History

United States
- Name: Maria
- Builder: William Perrine, Williamsburg, Pennsylvania
- Launched: 1865
- Acquired: 11 April 1865
- Fate: Sunk, 4 January 1870

General characteristics
- Class & type: Tugboat
- Displacement: 170 tons
- Draft: 6 feet (1.8 m)

= USS Maria =

Tugboat of the US Navy

USS Maria was a small tugboat of the United States Navy. Ordered to support the Anaconda Plan during the American Civil War, she was commissioned to late to see action and was laid up. On 4 January 1870, she collided with USS Miantonomoh and sank off Massachusetts.
== Development and design ==
During the American Civil War, the Union Navy aimed to blockade the Confederate States into submission. To maneuver blockading warships, it needed a fleet of tugboats. By 1864, the existing fleet of small, wooden-hull, weak riverine boats were unsatisfactory. To address the issue, a series of iron-hull, propeller-driven tugboats were ordered. The largest design became the Fortune-class, which was ordered alongside a smaller and more shallow pair of tugboats: Maria and her sister ship Pilgrim.
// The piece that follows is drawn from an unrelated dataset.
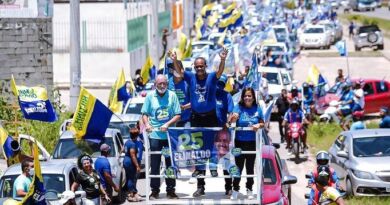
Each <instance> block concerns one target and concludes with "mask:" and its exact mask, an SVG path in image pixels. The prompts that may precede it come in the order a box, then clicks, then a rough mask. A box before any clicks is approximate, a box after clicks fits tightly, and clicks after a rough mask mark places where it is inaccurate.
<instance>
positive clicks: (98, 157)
mask: <svg viewBox="0 0 390 205" xmlns="http://www.w3.org/2000/svg"><path fill="white" fill-rule="evenodd" d="M95 170H96V172H97V173H98V174H99V177H100V182H101V184H102V186H103V187H104V188H106V187H107V182H106V178H105V177H104V172H107V173H108V174H109V175H110V176H112V175H111V166H110V162H109V161H108V159H107V157H104V156H100V157H98V158H97V159H96V161H95Z"/></svg>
The duo had a displacement of 170 tons, an iron hull with a draft of 6 ft, and was propelled by a vertical compound steam engine that turned one a propeller to produce a top speed of 12 kn.

== Service history ==
The tugboat was built at the shipyard of William Perrine, in Williambsurg, Pennsylvania, and was launched in 1864. Maria was delivered to the Navy on 11 April 1865, after the war had ended. Over the next five years, she was primarily in ordinary at the New York Navy Yard. On 4 January 1870, she collided with USS Miantonomoh off Martha's Vineyard and sank.